Question

How do you evaluate $\sin \left( {2\arccos \left( {\dfrac{3}{5}} \right)} \right)?$

Answer 1

Hint : As we know that above question contains a trigonometric function. In this question there is a term called “ arcos”. We should know that it is the inverse of the cosine function. It means that the $\arccos$ function returns the angle whose cosine value is give. We will apply the trigonometric identities to solve this question.

Complete step by step solution:
As per the question we have $\sin \left( {2\arccos \left( {\dfrac{3}{5}} \right)} \right)$ .
We know the property which says that $\cos (\arccos (x)) = x$ . We will first square the given expression and take the square root :
$\sqrt {{{\sin }^2}\left( {2\arccos \left( {\dfrac{3}{5}} \right)} \right)}$ .
We know the property which is
${\sin ^2}x + {\cos ^2}x = 1$ , which means that ${\sin ^2}x$ can be written as $1 - {\cos ^2}$ .
By applying this in the above expression we have
$\sqrt {1 - {{\cos }^2}\left( {2\arccos \left( {\dfrac{3}{5}} \right)} \right)}$ .
There is a double angle formula of cosine with many form i.e.
$\cos 2a = {\cos ^2}a - {\sin ^2}a = 2{\cos ^2}a - 1 = 1 - 2{\sin ^2}a$ .
Here we have $a = \arccos \dfrac{3}{5}$ , so we apply the double angle formula.
By applying the second formula, since we need it in terms of cosine we have $\sqrt {1 - {{(2{{\cos }^2}\left( {\arccos \left( {\dfrac{3}{5}} \right)} \right) - 1)}^2}}$ .
By squaring and on further simplifying we have $\sqrt {1 - 4 \cdot {{\cos }^4}\left( {\arccos \left( {\dfrac{3}{5}} \right)} \right) + 4{{\cos }^2}\left( {\arccos \left( {\dfrac{3}{5}} \right)} \right) - 1}$ . Now we can replace $\cos (\arccos (x)) = x$ .
It gives us $\sqrt {4 \times {{\left( {\dfrac{3}{5}} \right)}^2} - 4 \times {{\left( {\dfrac{3}{5}} \right)}^4}} = \sqrt {4 \times \dfrac{9}{{25}} - 4 \times \dfrac{{81}}{{625}}}$ ,
We will now solve it $\sqrt {\dfrac{{36}}{{25}} - \dfrac{{324}}{{625}}} = \sqrt {\dfrac{{576}}{{625}}}$ .
Hence the required value is $\dfrac{{24}}{{25}}$ .
So, the correct answer is “ $\dfrac{{24}}{{25}}$ ”.
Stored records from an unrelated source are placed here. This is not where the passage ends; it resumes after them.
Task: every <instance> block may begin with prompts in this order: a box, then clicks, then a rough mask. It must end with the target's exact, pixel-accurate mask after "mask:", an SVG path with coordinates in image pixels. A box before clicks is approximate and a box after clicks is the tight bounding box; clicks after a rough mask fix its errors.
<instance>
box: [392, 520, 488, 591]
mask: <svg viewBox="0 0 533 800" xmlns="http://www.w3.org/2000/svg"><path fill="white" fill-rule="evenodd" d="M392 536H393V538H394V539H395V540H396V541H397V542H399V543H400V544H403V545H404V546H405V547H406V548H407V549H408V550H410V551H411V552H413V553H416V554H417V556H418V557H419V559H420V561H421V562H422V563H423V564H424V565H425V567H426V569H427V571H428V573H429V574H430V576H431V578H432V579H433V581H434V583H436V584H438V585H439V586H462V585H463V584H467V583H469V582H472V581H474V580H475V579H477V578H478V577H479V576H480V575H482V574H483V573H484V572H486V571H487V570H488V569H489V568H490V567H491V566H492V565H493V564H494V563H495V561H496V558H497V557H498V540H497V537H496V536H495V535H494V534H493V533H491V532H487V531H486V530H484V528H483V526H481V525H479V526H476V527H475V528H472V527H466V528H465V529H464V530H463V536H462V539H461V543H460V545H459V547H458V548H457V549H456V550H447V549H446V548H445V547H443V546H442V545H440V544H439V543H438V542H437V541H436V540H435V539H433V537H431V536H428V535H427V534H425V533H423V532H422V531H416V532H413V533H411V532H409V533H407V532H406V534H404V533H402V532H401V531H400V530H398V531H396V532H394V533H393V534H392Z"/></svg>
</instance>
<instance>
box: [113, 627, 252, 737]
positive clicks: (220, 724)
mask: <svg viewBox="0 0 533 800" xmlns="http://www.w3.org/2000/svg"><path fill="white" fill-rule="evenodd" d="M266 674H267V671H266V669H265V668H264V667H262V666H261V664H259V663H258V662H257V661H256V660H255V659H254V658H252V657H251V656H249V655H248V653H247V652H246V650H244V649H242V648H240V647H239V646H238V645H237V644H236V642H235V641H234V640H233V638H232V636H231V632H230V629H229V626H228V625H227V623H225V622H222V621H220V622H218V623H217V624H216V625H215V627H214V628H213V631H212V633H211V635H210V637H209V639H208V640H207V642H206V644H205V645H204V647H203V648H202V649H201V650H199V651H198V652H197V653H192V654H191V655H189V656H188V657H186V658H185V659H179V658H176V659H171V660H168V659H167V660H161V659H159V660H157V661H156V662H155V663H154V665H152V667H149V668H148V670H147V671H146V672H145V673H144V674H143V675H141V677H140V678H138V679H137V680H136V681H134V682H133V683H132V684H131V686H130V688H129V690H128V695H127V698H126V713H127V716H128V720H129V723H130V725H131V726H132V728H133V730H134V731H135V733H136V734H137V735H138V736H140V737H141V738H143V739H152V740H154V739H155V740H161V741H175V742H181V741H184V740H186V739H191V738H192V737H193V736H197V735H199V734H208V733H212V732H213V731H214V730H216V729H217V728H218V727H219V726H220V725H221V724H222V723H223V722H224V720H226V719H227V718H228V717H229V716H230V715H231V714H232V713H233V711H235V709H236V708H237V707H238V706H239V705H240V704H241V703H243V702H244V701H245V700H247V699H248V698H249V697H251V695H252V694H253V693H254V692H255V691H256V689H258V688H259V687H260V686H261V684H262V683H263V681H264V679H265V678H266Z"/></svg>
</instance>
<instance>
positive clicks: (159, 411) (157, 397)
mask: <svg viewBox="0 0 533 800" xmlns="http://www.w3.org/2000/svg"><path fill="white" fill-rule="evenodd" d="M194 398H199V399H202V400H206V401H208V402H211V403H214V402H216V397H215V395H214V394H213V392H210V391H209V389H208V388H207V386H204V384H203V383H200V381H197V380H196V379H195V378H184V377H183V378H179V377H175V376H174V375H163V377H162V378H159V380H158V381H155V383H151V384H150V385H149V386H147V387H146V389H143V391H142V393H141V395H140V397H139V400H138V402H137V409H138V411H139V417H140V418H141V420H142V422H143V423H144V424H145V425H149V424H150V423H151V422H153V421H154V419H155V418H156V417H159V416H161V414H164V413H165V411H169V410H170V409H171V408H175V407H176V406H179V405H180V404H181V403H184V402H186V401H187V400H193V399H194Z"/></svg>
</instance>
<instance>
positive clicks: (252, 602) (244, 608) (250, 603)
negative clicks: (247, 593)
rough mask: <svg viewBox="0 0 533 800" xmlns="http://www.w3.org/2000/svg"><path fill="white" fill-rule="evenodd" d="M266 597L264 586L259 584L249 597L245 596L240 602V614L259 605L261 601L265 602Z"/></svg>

Note : Before solving this kind of question we should be fully aware of the trigonometric ratios, their functions, their identities and formulas. Here we have been asked to find the value of the function with the given sine and $\arccos$ , which is the inverse function of cosine.